An earlier state study found that without rail or some other transportation project, such as new pipelines or freeways, $30 billion worth of oil could remain undeveloped in the basin during the next three decades because of delivery constraints.

Michel said the project would pay for itself it it moves 150,000 to 200,000 barrels, enough to load three, 100-car “unit trains.” While Uinta crude’s paraffin content make it hard to transport, it provides a chemical makeup that is suited for refineries based in Louisiana and Texas.

“This railway is going to open up this basin, which is really the last stranded basin that has not had reliable access to the United States’ chief refining market on the Gulf Coast,” which can process 7 million barrels a day, Michel said. “Our customers on the Gulf Coast side …. have been blowing our phones up trying to access crude from here. ... The markets down there will eat this up because it’s a unique commodity."

The Ute Tribe, which generates much of its revenue off minerals it controls in the basin, supports the project, along with the basin’s largest producer, Newfield Exploration Co.

“It has long been our concern that marketing constraints are restricting development of tribal trust resources, and finding additional markets is essential to realizing greater opportunity for the Ute Tribe and its membership,” Luke Duncan, chairman of the Ute Indian Tribe Business Committee, wrote in a letter to McKee. “The Ute Indian Tribe is hopeful that a project of this scope and scale can gather the necessary funding, support and partnership required to make a Uinta Basin rail line a reality.”

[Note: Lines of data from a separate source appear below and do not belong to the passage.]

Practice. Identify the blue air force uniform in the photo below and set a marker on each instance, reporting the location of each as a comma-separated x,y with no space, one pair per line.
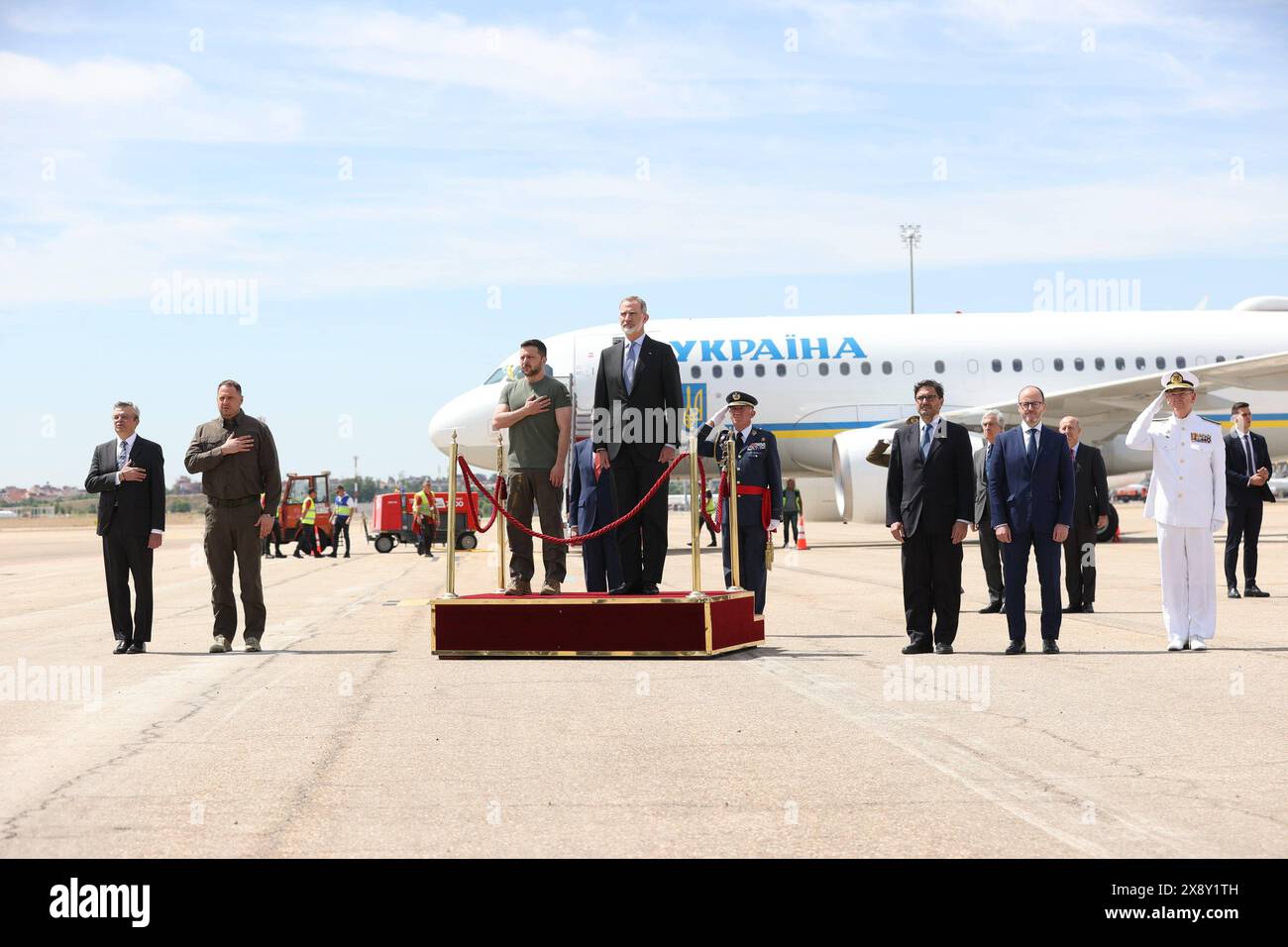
760,496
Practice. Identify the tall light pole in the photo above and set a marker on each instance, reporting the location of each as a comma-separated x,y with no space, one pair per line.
911,235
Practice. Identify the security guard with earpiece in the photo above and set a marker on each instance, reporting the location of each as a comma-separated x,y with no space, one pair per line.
760,489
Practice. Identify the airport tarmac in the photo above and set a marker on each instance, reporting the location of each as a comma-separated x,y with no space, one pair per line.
347,737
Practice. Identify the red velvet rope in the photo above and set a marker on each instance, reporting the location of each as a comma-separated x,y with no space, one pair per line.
565,540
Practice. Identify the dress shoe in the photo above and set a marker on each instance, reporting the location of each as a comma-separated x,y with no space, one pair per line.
518,586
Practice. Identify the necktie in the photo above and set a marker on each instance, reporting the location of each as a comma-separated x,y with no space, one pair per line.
630,367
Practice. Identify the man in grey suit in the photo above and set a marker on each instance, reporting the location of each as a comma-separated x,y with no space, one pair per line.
990,549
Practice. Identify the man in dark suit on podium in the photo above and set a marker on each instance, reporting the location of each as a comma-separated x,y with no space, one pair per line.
930,500
1030,496
1247,468
590,506
639,414
128,474
1090,515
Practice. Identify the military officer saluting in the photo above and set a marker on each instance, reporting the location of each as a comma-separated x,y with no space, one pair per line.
760,488
1186,499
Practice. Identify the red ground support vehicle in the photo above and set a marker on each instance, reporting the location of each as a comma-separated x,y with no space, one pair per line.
391,521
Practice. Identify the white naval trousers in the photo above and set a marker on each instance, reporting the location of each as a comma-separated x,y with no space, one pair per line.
1189,581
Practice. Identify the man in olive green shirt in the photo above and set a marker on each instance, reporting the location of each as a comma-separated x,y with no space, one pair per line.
237,462
537,411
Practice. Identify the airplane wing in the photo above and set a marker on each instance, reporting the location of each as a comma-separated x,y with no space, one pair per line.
1108,408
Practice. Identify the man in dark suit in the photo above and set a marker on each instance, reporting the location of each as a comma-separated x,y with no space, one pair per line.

The coalition’s preferred alignment passes through Indian Canyon, but it is also studying options through Argyle Canyon and to the east to Colorado. The east-running option would be more than twice as long, mostly in Colorado, but passes through less-challenging terrain.

The federal Surface Transportation Board will conduct the environmental review and decide which route if any it would take. McKee hopes for a decision by the end of next year with construction completed in 2023.